I just finished moving the gas supply to below the footplate (photos at 11 - when I get a minute!) Now it's the water supply's turn. I have one of the Accucraft check valves, as supplied with the hand pump, but it's a humongous device:










I figure the actual valve is in the LH side (I poked it with a stick) so I could remove half the threads for the pipe attachment - roughly where the line is drawn.

Anyone tried that?

Question 2 realtes to the backhead blanks. I had already pulled the one facing the back, (green arrow below,) but that big check valve really sticks out on the footplate - especially as it is now clear of gas pipe!

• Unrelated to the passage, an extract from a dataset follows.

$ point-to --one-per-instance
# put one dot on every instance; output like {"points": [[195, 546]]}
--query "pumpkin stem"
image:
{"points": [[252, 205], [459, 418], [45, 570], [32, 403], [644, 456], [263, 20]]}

Then I noticed there seems to be another potential takeoff on the water glass mount - the red circle below:










(I also note the top of the water glass is another potential access plug?)

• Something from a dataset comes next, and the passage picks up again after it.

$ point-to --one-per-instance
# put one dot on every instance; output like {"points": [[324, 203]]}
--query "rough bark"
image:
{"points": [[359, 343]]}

Anyone tried to use the circled plug as a place to mount the check valve?


----------



## David BaileyK27 (Jan 2, 2008)

Your circled nut is in fact a banjo Bolt which holds the top Water gauge Fitting to the boiler, if you fit it to the water gauge top you will be squirting cold water over the hot gauge, could cause the glass to crack. 
The only other place is the plug on the backhead which you have arrowed, this is a plain 5mm plug. 
David Bailey www.djbengineering.co.uk


----------



## rbednarik (Jan 2, 2008)

Pete,

You may want to look into a 90* check valve for the backhead fitting. Be sure ti has a M5x0.5 threading so you can fit it onto the blanking plug on the boiler (green arrow in your photo). I find that the Aster vertical check valves from the USRA Mikado and Berkshire work for most applications. They are around 15-20usd from aster, depending on the exchange rate. If you want to use one, let me know and I can give you the part numbers.

Here is an example I did on Jeff Redeker's C-16 a few years ago:

The knurled fitting is also an aster part, but quick disconnects may be more suitable for your application. 

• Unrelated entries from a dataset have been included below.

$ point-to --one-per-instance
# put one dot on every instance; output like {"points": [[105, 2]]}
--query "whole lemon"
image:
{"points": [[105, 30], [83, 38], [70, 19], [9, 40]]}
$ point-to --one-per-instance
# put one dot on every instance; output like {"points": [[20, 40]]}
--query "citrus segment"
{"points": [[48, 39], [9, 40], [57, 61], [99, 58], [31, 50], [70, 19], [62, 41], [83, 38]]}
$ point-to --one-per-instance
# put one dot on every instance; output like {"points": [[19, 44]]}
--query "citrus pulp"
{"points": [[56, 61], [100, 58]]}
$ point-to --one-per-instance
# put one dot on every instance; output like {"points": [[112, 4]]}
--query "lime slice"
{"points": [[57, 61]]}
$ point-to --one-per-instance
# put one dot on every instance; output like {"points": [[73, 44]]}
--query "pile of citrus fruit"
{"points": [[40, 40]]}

On the opposite side, I retrofitted a DJB 3/16-40 Globe valve on the existing blow down connection for a tender gas tank heater:








That's a Rectus type 02 barbed quick disconnect on the tender connection. 


Jeff and I later re-routed the gas line to below the footplate (Jeff came up with the idea of using ruby gas jet holders, so I cannot take any credit for that!) He also used a 16pin DCC Multi-plug to control the lights and RC through only one connection. Unfortunately I don't have any photos of this...I'll see about taking some next time I see him. 


Hope this gives you an idea. It will be a challenge to get the horizontal check valve to conform to being routed below the footplate.


----------



## Pete Thornton (Jan 2, 2008)

Thanks David. I guess I would have found out it was a banjo when I too kit off ! 

Ryan - yes please, if you have the part number handy for that vertical Aster check valve. I'm not planning to route the water under the footplate, as there's no room in my old-style C-16 tank for a pump, so I'll settle for a squirt bottle (for now!)


----------



## rbednarik (Jan 2, 2008)

Pete, 

Part numbers are as follows (along with descriptions and quantities): 

QTY Description Engine Part # 
1 LN 5-7 Lock Nuts USRA Mikado LN 5-7 
1 Check valve cap USRA Mikado 7-12 
1 Check valve body USRA Mikado 7-11 
1 Sb 3 Valve ball USRA Mikado


----------



## Pete Thornton (Jan 2, 2008)

Thanks.


----------